Les résultats des enquêtes sur les pratiques de lecture numérique des jeunes restent cependant encore contradictoires tant les horizons d’attente évoluent vite et les méthodologies diffèrent : tantôt il y est prouvé que les aspects multimédias du livre interactif distraient les enfants et sont une entrave à la compréhension (CHIONG ET AL.,

2012), tantôt ces mêmes éléments provoqueraient un plus fort engagement dans la lecture (LARSON, 2010).

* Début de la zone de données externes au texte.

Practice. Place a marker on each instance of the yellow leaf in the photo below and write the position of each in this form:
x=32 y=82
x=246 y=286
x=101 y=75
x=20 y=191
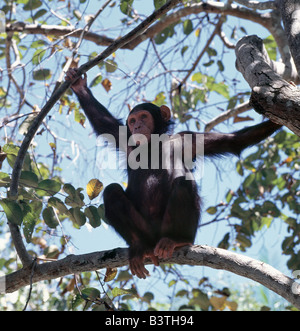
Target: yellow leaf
x=110 y=274
x=218 y=303
x=231 y=305
x=94 y=188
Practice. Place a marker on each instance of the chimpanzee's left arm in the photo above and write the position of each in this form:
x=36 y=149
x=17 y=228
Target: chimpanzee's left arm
x=233 y=143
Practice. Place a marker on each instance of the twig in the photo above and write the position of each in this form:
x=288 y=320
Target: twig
x=76 y=48
x=31 y=278
x=212 y=257
x=215 y=32
x=257 y=4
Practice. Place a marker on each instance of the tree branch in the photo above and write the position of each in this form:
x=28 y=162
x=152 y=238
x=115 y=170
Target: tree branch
x=271 y=96
x=56 y=95
x=290 y=11
x=215 y=258
x=227 y=114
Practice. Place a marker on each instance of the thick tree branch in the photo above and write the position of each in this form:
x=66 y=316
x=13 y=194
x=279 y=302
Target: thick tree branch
x=213 y=7
x=272 y=96
x=227 y=114
x=215 y=258
x=290 y=11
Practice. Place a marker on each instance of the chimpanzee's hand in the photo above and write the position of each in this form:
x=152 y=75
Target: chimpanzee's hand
x=78 y=85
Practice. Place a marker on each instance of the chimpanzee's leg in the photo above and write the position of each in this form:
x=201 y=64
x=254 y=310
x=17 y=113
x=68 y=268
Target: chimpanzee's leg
x=128 y=222
x=181 y=218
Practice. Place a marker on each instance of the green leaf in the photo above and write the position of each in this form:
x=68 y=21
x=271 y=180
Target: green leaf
x=32 y=4
x=42 y=74
x=271 y=47
x=96 y=81
x=29 y=179
x=119 y=291
x=126 y=7
x=159 y=3
x=48 y=187
x=111 y=66
x=211 y=210
x=38 y=56
x=59 y=205
x=75 y=198
x=40 y=13
x=13 y=211
x=29 y=222
x=188 y=27
x=4 y=179
x=50 y=217
x=92 y=214
x=90 y=294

Dans une étude encore exploratoire, Géraldine Cohen, Olivier Rampnoux et Cyrille Bechemin (2015) montrent comment les enfants sont, en effet, « séduits » par les caractéristiques interactives des livres enrichis. Leurs parents restent cependant inquiets

devant la disparition à l’écran des formes traditionnelles de la lecture : l’enfant continue-t-il à « lire » le texte ou se laisse-t-il porter uniquement par l’image et le son ? Ils ont tendance à considérer le livre enrichi comme un produit prêt à consommer, nuisible à la construction de l’imaginaire.

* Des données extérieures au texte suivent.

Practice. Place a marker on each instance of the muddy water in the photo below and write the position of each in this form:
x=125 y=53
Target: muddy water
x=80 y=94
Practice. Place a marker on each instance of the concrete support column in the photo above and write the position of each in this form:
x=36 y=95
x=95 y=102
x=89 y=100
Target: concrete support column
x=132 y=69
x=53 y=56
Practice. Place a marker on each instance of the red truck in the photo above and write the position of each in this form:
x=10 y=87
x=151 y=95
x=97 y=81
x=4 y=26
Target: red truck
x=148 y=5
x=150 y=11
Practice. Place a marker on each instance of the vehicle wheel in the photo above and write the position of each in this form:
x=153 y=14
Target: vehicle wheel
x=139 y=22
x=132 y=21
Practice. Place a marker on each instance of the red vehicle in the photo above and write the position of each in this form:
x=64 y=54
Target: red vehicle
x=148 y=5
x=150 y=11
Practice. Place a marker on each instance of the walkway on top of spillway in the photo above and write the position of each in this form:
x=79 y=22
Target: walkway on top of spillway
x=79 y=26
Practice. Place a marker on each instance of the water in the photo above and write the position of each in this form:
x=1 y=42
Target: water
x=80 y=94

De nombreuses interrogations subsistent encore sur ces lectures : quelle perception les lecteurs, enfants ou adultes, ont-ils de cette littérature hypermédiatique ? Quel rôle joue la matérialité du médium dans le processus de réception ? Et, surtout, où y situer et comment mesurer le plaisir de la lecture, au-delà de sa dimension d’acquisition du savoir et de la ludicité si vite associée au dispositif numérique ?

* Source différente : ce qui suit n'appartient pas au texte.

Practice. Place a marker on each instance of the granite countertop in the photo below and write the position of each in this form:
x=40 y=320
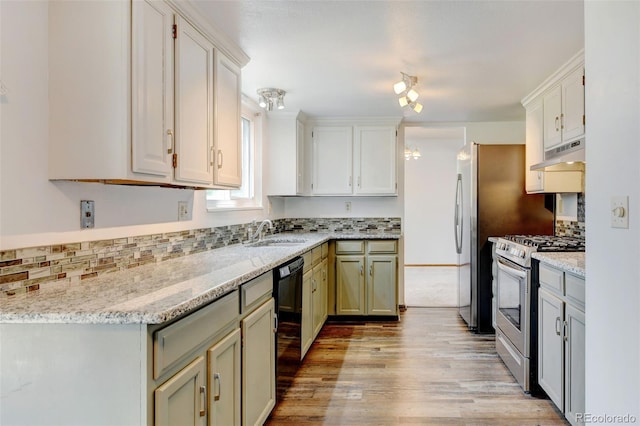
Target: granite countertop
x=572 y=262
x=159 y=292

Les concepteurs cherchent à joindre ces horizons d’attente ambivalents : ils aimeraient concilier la figure du lecteur assidu de romans avec celle de l’usager numérique ou encore du non-lecteur. Tous partagent cependant l’idée que la lecture sur écran est cognitivement difficile (BACCINO, 2011). Comment alors lutter contre la

« mauvaise réputation » de la lecture numérique pour mettre en valeur le potentiel artistique de leurs œuvres ? De quelles manières relever le défi de l’innovation littéraire en tenant compte des horizons d’attente pluriels du public et des fréquentes critiques adressées à la lecture sur écran ? Tous témoignent de leur surprise quand leur lectorat, adultes ou enfants, « prend le temps » de s’arrêter pour lire réellement les œuvres.

Avant d’aborder ces questions à travers les représentations du livre, de l’interactivité et de l’hyperlien par les concepteurs, il nous faut repréciser les limites d’une enquête circonscrite auprès d’acteurs spécifiques : si les concepteurs que nous avons interrogés ont probablement plus de moyens financiers que les auteurs de littérature numérique, et tendent à s’organiser en un champ professionnel, leurs budgets restent très en deçà de ceux des grands acteurs anglo-saxons du secteur. Ils constituent un champ d’études qui ne peut être tenu pour représentatif de l’ensemble du secteur.